Inflation, which has remained stubbornly high, is forcing the government to increase its debt interest payments.
The Office for Budget Responsibility, an independent government watchdog, has forecast that the borrowing of the public sector in July was 25.6 billion pound sterling, compared to 13.7 billion pound sterling the previous month.
In March, the OBR projected that borrowings would be £22.4 billion by April due to higher government investments. Last month, independent economists projected a number closer to £18billion.
Office for National Statistics stated that it was the second largest April borrowing in history, only surpassed by the one in 2020, when the pandemic was at its height. The Office for National Statistics said the increase in borrowing was due to the increased cost of energy subsidies, the higher payments of benefits, and the increasing cost of servicing debt.
Last month, interest on debt was £9.8bn. This is the highest figure for April ever recorded and £3.1bn higher than in the same month of last year.
The government service its index-linked borrowing costs based on the Retail Prices Index measure of Inflation. This was higher than expected at 13,8% in February.
The public finances improved more than expected in the past year. This is because the economy avoided a recession, and the robust labour market increased tax revenues, and decreased government spending on benefits.
The ONS has said that it estimates borrowings for the financial period ending in 2022-2023 at £137 billion.

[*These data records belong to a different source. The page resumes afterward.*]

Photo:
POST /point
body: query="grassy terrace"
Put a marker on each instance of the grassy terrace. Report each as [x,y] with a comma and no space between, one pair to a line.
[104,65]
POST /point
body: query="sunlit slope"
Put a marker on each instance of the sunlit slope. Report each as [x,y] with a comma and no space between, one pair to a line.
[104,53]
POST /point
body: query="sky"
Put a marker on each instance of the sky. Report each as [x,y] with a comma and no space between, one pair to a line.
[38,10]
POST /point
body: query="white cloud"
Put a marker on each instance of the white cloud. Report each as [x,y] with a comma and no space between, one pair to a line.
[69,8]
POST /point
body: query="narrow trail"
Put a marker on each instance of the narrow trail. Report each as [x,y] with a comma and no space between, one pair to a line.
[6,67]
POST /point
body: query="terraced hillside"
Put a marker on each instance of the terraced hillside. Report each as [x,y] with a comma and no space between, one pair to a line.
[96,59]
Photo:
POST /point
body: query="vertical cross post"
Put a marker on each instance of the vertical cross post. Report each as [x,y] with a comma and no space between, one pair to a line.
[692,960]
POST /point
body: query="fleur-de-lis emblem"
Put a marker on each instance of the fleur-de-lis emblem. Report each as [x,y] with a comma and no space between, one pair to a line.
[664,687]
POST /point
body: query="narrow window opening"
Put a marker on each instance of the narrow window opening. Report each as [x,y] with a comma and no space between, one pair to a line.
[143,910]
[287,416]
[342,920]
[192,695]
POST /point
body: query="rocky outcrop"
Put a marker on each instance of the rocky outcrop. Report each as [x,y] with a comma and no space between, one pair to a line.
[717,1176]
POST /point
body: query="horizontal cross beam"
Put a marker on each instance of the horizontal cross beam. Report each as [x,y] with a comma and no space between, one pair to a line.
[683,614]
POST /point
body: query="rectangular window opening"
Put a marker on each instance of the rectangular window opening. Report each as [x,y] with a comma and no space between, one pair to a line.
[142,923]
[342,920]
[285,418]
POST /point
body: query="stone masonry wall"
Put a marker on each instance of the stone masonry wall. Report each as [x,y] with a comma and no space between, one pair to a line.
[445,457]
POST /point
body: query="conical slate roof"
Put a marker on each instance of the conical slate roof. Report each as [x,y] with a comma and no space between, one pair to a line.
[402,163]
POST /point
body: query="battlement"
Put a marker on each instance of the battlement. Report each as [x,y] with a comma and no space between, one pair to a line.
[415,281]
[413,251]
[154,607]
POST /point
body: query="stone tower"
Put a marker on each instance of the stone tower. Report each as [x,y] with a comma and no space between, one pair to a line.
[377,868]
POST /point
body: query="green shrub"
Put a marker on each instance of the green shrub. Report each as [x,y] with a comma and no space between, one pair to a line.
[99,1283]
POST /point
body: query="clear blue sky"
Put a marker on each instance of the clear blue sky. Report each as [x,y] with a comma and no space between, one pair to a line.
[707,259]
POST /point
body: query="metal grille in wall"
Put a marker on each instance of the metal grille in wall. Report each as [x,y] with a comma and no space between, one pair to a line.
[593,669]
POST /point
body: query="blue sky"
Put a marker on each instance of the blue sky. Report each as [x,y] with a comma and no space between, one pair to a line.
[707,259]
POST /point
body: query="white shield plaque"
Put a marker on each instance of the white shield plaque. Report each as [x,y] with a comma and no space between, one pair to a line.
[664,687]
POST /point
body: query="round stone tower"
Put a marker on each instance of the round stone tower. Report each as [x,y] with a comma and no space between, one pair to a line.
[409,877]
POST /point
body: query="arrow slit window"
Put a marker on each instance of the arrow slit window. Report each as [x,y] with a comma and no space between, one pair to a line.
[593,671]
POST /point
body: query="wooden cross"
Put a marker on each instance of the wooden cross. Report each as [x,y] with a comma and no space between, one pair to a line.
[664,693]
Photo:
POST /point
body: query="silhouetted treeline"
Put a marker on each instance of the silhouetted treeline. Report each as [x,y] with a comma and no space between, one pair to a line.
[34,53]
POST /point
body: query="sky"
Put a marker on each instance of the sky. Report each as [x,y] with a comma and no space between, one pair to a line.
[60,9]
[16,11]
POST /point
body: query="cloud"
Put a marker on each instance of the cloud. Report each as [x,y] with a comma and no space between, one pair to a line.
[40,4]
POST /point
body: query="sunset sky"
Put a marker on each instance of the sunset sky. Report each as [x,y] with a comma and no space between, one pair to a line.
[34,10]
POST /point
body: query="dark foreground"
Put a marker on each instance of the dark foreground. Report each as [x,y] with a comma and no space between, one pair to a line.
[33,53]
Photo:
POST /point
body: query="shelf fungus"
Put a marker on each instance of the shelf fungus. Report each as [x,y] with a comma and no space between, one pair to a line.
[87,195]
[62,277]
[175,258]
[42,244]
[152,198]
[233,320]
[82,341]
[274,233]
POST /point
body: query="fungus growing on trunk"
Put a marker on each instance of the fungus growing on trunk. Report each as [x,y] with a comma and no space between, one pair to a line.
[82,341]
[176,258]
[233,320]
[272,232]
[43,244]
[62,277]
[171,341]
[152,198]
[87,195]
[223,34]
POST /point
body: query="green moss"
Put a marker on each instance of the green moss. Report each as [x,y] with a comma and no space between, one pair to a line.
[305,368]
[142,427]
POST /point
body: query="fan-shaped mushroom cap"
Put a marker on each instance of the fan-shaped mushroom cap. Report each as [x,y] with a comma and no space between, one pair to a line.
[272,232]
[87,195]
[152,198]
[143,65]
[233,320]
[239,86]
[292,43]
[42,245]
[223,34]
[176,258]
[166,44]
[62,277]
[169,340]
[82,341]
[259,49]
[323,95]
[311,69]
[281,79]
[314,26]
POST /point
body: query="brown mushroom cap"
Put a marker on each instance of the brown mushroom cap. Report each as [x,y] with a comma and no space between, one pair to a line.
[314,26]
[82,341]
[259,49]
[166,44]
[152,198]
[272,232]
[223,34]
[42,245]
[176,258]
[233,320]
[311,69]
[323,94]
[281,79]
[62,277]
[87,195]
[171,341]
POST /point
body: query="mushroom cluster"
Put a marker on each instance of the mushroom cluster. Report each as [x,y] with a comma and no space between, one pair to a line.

This is less than the £152 billion forecast by the OBR.
The ONS reported that the debt ratio in April was 99.2 percent of GDP, a marginal increase from March.
The government has pledged to reduce the total national debt, as a percentage of the economy, within five years. This is a major plank in the chancellor’s efforts to stabilize the public finances following last year’s mini-budget.
Jeremy Hunt stated: “It was right that we borrowed billions of dollars to protect families and business against the impact of the pandemic, and Putin’s Energy Crisis. Debt and borrowing are still too high, which is why we’re working to reduce them. We have taken the difficult but necessary steps to balance our nation’s budget. If we stick to our plan, and grow our economy, debt will fall.
Moody’s Investor Service said this week the chancellor will meet his target of getting the debt ratio to fall to around 90% by 2028. However, they warned that borrowings would rise again until the middle of the 2040s due to the ageing population and the need to spend more on public services.
Evan Wohlmann, a Moody’s analyst, said that the population ageing would lead to an increase in healthcare and retirement spending as a percentage of GDP starting from 2030. The fiscal deficit is expected to increase to 5% of GDP in 2040 from the average deficit of 4.8 % during the decade preceding the pandemic.
Ruth Gregory, Capital Economics’ deputy chief UK economist, said that April’s figures on public finances had a bad start to the fiscal year. We doubt that this will stop the chancellor embarking on an extravagant fiscal spree ahead of the next elections.